On July 12, 2006, Hezbollah members crossed the Israeli border and kidnapped two Israeli soldiers and killed 8 others. In response, Israel began a massive bombing campaign and limited ground incursion designed to destroy Hezbollah infrastructure and eliminate Hezbollah fighters and weaponry. Through out the 34 days of intense fighting, Hezbollah fired 100s of rockets into northern Israel on a daily basis. On August 11, 2006; Israel, Hezbollah, and the Lebanese government agreed to a cease fire. While the fighting has slowed considerably since, debate continues about the rules of engagement for the United Nations' peacekeeping force in Lebanon and whether Hezbollah will be disarmed.
Hezbollah's stated objectives include the establishment of a Shiite theocracy in Lebanon, the destruction of Israel, and the elimination of Western influences from the Middle East. Over the last 20 plus years, Hezbollah has not only professionalized its military capabilities but also joined Lebanon's political process and enmeshed itself into the social fabric of Lebanese society.
After the end of Lebanon's 15 year civil war in the early 1990s, Hezbollah joined the country's nascent democratic multi-confessional political process and the group currently enjoys widespread support among Lebanon's Shia population. As of August 2006, Hezbollah is a minority partner in the Lebanese Cabinet, with two serving ministers and a third endorsed by the group, and it holds 14 seats in Parliament. In November 2007, the group delayed Lebanese Parliament's selection of Lebanon's new president by boycotting the elections. Hezbollah has said it will only consider candidates who support the group's fight against Israel.

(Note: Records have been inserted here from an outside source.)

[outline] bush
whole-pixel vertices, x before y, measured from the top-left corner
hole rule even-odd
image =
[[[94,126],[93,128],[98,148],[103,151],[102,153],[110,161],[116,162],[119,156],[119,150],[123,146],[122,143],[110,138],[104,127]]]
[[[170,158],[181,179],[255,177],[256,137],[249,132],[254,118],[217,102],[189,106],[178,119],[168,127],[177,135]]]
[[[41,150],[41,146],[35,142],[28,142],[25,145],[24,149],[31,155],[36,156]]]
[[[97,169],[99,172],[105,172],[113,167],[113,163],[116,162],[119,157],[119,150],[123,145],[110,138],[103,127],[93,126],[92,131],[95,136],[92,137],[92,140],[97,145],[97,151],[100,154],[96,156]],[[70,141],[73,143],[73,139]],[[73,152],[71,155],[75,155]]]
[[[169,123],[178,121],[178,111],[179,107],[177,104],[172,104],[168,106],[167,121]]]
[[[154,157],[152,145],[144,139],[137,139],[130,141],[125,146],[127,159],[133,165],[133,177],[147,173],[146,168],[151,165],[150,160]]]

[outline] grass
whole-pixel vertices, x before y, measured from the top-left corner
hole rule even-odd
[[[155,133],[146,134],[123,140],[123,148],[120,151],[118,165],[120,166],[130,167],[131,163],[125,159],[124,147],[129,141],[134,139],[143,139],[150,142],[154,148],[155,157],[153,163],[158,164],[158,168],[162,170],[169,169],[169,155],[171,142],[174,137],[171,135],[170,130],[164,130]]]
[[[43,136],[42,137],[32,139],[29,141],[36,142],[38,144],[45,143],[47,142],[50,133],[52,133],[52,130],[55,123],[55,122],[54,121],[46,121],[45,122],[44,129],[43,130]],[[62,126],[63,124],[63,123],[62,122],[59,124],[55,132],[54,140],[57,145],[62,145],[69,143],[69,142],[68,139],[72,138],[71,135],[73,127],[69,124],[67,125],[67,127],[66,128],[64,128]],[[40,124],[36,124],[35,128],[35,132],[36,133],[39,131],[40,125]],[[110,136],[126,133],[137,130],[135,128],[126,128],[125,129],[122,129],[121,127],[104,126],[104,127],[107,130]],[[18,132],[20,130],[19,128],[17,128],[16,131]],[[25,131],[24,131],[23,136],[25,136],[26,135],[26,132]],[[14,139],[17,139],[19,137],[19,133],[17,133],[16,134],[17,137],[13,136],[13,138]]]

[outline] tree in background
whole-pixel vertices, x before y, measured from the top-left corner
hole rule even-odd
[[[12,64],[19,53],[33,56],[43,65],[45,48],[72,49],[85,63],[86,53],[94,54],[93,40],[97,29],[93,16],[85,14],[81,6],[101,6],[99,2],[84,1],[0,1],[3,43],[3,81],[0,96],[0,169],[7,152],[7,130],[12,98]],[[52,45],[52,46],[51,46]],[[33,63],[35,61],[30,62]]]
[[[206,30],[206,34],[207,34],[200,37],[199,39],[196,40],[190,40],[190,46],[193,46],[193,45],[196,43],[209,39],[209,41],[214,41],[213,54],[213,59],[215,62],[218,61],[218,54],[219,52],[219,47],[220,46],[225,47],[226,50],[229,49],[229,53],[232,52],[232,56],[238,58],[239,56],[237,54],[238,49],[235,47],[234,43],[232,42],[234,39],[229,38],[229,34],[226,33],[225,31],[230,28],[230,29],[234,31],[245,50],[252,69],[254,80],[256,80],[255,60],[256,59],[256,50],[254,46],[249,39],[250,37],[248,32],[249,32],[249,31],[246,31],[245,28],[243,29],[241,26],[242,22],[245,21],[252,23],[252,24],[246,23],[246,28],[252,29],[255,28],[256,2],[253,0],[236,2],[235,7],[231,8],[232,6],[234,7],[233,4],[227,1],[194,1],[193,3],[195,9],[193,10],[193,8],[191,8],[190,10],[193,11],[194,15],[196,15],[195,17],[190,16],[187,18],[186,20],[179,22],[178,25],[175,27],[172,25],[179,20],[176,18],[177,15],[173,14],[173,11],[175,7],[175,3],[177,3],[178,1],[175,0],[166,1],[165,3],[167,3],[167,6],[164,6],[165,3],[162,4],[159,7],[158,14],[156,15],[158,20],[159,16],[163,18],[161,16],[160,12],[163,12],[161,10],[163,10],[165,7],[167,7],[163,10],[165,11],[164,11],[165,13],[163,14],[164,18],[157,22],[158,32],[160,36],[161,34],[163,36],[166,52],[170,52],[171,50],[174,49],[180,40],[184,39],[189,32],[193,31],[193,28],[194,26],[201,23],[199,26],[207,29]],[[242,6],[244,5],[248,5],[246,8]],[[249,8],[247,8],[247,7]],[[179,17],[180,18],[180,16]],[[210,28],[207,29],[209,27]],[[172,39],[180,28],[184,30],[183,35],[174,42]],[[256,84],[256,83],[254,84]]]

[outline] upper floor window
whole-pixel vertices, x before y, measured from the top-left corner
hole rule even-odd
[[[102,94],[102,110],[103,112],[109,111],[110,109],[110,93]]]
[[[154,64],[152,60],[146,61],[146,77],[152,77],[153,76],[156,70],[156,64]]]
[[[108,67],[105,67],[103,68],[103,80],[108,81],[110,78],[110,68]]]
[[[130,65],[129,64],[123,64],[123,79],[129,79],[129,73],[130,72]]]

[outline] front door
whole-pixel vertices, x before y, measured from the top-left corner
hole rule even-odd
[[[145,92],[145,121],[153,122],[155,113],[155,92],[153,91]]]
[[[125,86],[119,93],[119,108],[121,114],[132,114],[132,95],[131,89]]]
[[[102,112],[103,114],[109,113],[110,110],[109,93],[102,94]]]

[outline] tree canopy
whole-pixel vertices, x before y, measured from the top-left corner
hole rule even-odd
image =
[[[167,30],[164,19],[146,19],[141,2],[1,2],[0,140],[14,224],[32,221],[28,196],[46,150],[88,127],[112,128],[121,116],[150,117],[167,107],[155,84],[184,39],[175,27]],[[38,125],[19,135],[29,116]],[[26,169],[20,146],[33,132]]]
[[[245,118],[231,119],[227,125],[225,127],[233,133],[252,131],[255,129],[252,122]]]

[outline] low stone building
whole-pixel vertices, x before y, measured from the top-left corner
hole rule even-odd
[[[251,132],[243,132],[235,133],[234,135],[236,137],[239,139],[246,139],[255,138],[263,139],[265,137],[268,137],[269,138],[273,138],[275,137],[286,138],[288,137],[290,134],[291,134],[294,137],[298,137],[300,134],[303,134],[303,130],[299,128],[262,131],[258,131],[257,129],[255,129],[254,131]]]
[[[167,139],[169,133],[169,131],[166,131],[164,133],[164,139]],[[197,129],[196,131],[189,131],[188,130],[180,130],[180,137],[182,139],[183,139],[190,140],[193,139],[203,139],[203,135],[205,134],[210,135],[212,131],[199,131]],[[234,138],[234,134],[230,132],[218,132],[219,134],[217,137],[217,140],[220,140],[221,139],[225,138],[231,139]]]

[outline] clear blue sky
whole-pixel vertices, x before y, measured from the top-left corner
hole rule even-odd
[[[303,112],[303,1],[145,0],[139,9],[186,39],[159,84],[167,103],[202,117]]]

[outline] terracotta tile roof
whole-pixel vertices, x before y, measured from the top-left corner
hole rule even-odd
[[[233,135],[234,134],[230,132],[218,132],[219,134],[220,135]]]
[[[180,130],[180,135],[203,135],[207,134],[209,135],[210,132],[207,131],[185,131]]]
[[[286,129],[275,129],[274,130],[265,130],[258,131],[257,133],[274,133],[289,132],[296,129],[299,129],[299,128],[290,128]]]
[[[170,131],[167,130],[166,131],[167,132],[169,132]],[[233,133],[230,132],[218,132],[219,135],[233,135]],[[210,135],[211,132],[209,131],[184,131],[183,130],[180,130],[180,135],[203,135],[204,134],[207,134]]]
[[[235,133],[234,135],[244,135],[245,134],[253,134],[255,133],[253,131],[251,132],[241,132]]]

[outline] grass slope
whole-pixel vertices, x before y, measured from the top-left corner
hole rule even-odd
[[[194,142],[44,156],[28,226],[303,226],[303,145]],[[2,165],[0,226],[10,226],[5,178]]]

Hezbollah's political wing also runs a variety of social programs in southern Lebanon and south Beirut that provide schooling, medical care, and welfare to Lebanese Shia. In addition, the group possesses its own radio station and satellite television station, al-Manar. Al-Manar serves as the primary propaganda engine for Hezbollah and broadcasts anti-Israel and anti-America propaganda to the Islamic world in multiple languages.
Due to its involvement in Lebanese politics and vast network of social services, there is considerable debate among the international community concerning whether Hezbollah should be classified as a terrorist organization. The U.S., Canada, Israel, and others classify Hezbollah strictly as a terrorist organization, which limits the group's ability to raise funds and travel internationally. However, countries like Australia and the United Kingdom distinguish between Hezbollah's security and political wings, and other countries like Russia do not consider Hezbollah a terrorist organization.